Urs van Osch

Faszien und Schmerzmedizin

Faszien, per Definition eine »Weichgewebekomponente des Bindegewebesystems, die den ganzen menschlichen Körper durchdringt«, sind im Grunde ein grosses Netzwerk, das als Teil des körperweiten Spannungsübertragungssystems gilt. Die Faszien spielen eine Schlüsselrolle in der Dynamik des Bewegungsapparats: Dank ihrer Fähigkeit, sich spontan an Belastung oder Dehnung anzupassen , tragen sie entscheidend zu Stabilität und Beweglichkeit bei. Der Anpassungsprozess beruht im Wesentlichen auf Stimulus und Antwort. Dieser Vorgang der Umwandlung des Reizes einer mechanischen Belastung in eine Reaktion auf der Zellebene nennt man Mechanotransduktion. Die eigentliche strukturelle Veränderung erfolgt als Ergebnis dieses Umwandlungsvorgangs und findet in der Praxis durch Anwendung einer manuellen Kompressionslast , durch Bewegung oder Dehnung statt. Die denkbare Auswirkungen dieses Prozesses auf die Gesundheit (auch auf psychisches Wohlbefinden) sind enorm. Die Rolle der gesunden Faszien für die Behandlung der altersbedingten Veränderungen des Körpers und damit verbundenen muskuloskelettalen Schmerzbeschwerden lässt sich nicht genug betonen.
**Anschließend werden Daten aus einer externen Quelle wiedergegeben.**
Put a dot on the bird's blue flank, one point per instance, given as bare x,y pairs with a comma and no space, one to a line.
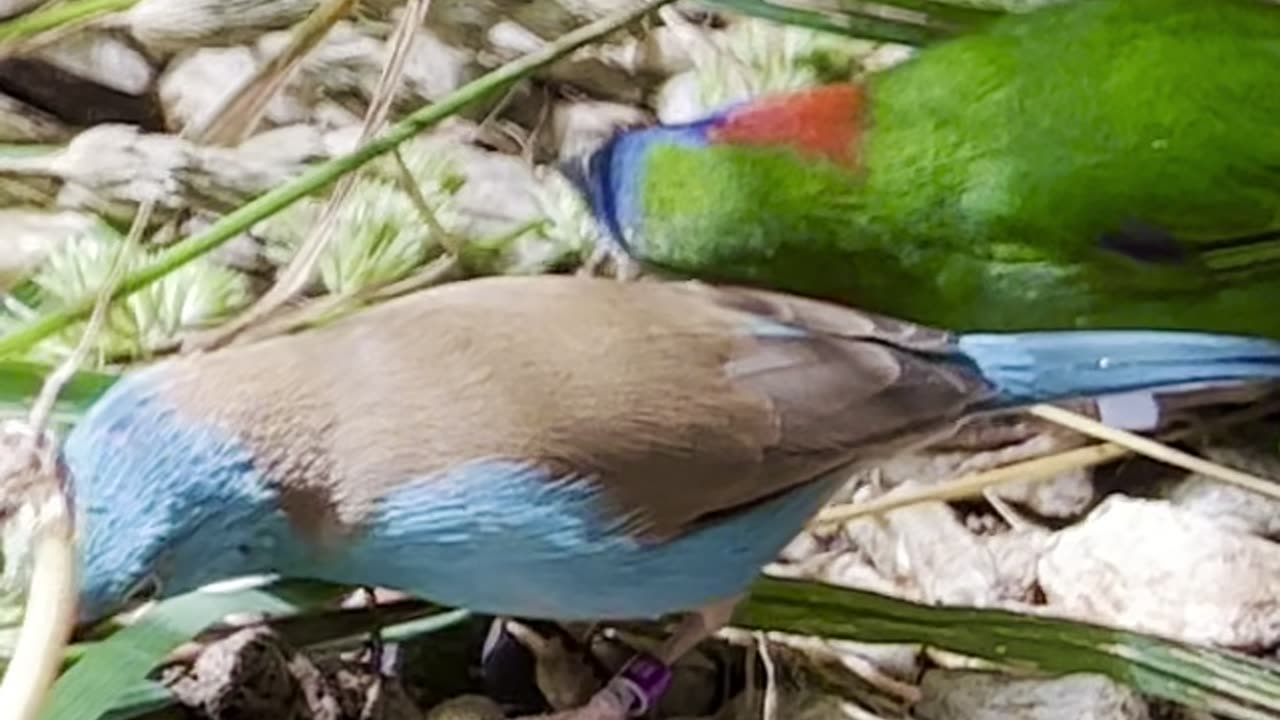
152,487
1042,367
502,537
155,492
615,176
Bis etwa zum 25. Lebensjahr bleiben die Faszien natürlich elastisch, selbst wenn man nicht gerade sportlich ist. Nur Hochleistungssportler, besonders von Disziplinen mit Kraftförderung, müssen sowohl als Vorbeugung von Verletzungen als auch zur Steigerung der körperlichen Stärke die Faszien regelmässig trainieren.
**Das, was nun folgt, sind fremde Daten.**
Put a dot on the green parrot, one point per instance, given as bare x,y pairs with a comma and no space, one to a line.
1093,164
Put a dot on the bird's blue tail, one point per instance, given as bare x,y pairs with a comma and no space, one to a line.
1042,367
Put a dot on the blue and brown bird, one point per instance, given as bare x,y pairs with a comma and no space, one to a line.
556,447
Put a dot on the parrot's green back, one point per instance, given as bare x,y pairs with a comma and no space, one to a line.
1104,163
Ab dem 40.Lebensjahr beginnen wir die elastischen Elemente des Faszien Systems zu verlieren. Ohne gezieltes tägliches Faszientraining kann man den Deelastifizierungsprozess nicht aufhalten; die ersten muskuloskelettalen Schmerzbeschwerden beginnen. Es wird oft über «Abnutzungserscheinungen» im muskuloskelettalen System gesprochen. Sehnen- und Tendonsentzündungen häufen sich. Sehnenrisse treten häufiger auf, besonders nach Anstrengung der Muskeln ohne Aufwärmung oder Vorbereitunsgsphase wie zB. beim Skiausflug, Grümpelturnier, bei Beginn der Aktivferien und Garten- oder Bauarbeiten. Diese Verletzungen sind die Folge eines zunehmenden Ungleichgewichtes zwischen den noch jungen, starken Muskeln und den nicht mehr entsprechend elastischen Faszien. Zu Beschwerden mit dem gleichen Hintergrund gehören die allgegenwärtigen «Rückenschmerzen», sowie auch Schulter-, Nacken- und Kopfschmerzen. Die Wirbelsäule ist grob gesehen ein körpertragendes, komplexes Organ, bestehend aus vielen muskuloskelettalen Teilen. Die Faszienbahnen der oberen Extremitäten und damit die faszialen Elemente der Nacken- und Halsmuskulatur versagen normalerweise als erstes. An den Beinen sind die Knieschmerzen die Vorboten der beginnenden faszialen Deelastifizierung; nicht zuletzt wegen der seit Jahren andauernden Fehlhaltung infolge häufigen Sitzens. (Manche Schmerztherapeuten gar behaupten provokativ, dass sitzen gesundheitsschädigender als rauchen sei).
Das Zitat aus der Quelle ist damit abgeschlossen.